Terminology - osprey-voice/osprey GitHub Wiki

Voice Typing

action: The callback that gets executed when a transcript matches a certain rule.
audio:
- erroneous audio: Non voice audio that gets randomly picked up by the microphone such as breathing or background noise that should be filtered out.
- voice audio: Audio from speaking that should be picked up by the voice typing program and converted into a command.
CCR: Continuous Command Recognition. A feature of a voice typing program that allows users to speak several commands consecutively without having to pause between each.
choice: A grammar element and placeholder that can match one of several predefined words.
command: A pairing of a rule and an action.
dictation: When dictating natural language like words, phrases, or sentences as part of a command.
grammar: A nested tree of grammar elements that a rule is compiled into. Also used to refer to the collection of all available rules that a transcript can be matched against.
grammar complexity: A measure of the complexity of a grammar based on the number of rules and how complex the patterns are.
grammar element: A building block of a grammar. There are different types of grammar elements that allow for building different patterns.
keyword: Any word that appear in a rule, including words in a choice element.
match object: A result passed to an action with information based on the rule that was matched and the transcript.
placeholder: A grammar element that acts as a variable for certain words.
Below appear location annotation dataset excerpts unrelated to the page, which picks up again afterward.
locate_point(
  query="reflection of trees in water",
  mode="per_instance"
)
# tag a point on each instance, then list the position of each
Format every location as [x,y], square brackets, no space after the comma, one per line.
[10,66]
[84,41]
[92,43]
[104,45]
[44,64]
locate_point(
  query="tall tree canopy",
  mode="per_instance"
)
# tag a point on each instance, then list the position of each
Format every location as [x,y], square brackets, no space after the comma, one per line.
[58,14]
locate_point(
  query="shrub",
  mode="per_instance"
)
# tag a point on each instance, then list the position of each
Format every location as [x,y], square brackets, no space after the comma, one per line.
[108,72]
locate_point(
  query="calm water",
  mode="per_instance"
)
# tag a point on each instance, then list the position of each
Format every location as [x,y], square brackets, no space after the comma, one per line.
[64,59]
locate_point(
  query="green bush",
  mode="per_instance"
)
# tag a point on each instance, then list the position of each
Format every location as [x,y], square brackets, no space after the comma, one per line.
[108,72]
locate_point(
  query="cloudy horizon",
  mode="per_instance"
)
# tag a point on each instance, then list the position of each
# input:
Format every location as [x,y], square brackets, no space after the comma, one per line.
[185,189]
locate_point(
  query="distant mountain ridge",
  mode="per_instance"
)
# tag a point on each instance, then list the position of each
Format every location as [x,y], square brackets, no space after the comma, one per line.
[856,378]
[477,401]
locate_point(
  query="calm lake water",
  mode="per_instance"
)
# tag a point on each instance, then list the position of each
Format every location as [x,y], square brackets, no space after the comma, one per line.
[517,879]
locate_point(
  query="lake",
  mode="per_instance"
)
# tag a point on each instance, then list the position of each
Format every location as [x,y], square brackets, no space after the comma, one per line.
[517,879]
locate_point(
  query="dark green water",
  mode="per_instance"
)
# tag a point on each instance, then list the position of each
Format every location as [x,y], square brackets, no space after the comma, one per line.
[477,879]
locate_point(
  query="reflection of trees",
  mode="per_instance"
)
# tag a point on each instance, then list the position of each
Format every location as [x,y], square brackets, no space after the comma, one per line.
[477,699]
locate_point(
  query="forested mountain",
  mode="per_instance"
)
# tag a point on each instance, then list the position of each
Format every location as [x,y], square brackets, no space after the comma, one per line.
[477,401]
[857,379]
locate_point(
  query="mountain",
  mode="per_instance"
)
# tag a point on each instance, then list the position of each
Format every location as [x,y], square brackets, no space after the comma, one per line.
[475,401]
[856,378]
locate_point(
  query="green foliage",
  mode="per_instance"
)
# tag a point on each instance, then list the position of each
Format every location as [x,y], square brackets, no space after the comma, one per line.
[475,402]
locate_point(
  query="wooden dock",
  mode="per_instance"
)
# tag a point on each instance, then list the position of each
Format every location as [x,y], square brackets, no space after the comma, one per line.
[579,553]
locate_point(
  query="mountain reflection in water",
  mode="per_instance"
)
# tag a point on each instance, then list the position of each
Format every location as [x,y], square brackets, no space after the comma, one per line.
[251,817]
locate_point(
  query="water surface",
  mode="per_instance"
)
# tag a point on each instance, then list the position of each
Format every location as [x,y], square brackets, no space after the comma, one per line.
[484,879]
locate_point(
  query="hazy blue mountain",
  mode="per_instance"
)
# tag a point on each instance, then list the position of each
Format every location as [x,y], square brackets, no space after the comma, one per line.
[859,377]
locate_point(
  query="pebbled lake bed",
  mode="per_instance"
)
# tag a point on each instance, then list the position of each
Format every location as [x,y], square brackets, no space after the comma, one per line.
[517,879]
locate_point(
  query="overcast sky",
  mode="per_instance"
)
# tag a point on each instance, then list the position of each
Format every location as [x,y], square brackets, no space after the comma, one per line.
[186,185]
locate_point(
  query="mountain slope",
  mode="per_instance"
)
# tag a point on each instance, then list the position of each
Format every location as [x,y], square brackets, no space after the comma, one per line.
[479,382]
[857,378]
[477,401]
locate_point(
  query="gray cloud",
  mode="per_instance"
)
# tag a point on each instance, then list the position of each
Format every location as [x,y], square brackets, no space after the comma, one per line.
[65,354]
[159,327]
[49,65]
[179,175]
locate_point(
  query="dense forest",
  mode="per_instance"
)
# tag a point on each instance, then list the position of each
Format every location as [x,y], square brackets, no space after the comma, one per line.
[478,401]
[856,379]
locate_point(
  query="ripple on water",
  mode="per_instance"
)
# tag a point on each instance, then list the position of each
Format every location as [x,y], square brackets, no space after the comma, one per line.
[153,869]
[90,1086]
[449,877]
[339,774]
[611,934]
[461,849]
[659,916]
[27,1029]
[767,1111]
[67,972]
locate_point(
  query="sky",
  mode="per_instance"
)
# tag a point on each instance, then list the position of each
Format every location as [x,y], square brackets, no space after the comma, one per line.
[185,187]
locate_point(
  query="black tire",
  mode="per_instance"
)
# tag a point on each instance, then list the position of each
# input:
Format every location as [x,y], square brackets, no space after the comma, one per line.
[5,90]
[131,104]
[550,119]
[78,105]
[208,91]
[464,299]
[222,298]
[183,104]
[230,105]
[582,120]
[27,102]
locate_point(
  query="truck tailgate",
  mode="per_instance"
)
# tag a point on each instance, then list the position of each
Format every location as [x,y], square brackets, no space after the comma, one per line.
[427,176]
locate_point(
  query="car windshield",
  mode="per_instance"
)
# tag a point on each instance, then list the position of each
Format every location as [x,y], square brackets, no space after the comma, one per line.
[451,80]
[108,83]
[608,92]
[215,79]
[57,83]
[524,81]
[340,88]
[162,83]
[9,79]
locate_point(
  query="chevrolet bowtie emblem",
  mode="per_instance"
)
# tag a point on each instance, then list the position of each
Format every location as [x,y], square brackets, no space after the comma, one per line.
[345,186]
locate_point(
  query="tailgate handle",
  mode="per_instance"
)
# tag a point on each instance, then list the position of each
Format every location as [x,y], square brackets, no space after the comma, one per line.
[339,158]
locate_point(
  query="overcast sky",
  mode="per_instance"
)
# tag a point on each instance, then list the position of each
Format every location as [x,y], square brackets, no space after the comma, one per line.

The value of a placeholder is added to the match object.
rule: A pattern of words and placeholders that a transcript is matched against that maps to an action.
voice typing: Using your voice to control your computer with key presses, commands, and dictation.
voice typing program: A desktop program that allows you to do voice typing.

Speech Recognition

ASR: Automatic Speech Recognition. Another term for speech recognition.
decoding/transcribing: The process of converting audio to text.
- online decoding: Streaming audio in chunks to be decoded in real time with multiple intermediate results and one final result.
- offline decoding: Decoding one chunk of audio and getting one result. If using offline decoding to transcribe a microphone stream, you have to use a VAD to segment the audio and then decode each segment.
enrollment/training: When an individual speaker reads text or vocabulary to a speech recognition system to fine-tune the system for that individual.
- speaker dependent: Systems that use enrollment/training.
- speaker independent: Systems that do not use enrollment/training.
model:
- language model:
RTF: Real Time Factor. Measures how quickly a speech recognition engine is able to return results.
SOTA: State Of The Art
speech recognition engine: Transcribes speech from some given audio based on a given model.
STT: Speech To Text
transcript: A sequence of words that a speech recognition engine generates based on some audio.
VAD: Voice Activity Detection
vocabulary: The set of words that a speech recognition engine can transcribe with a given model.
WER: Word Error Rate. The frequency of incorrectly transcribed words by a speech recognition engine with a given model. A measurement of accuracy.

Microphones

cardioid:

Osprey

Osprey script: A Python file that includes user-specified commands and is loaded by Osprey at runtime.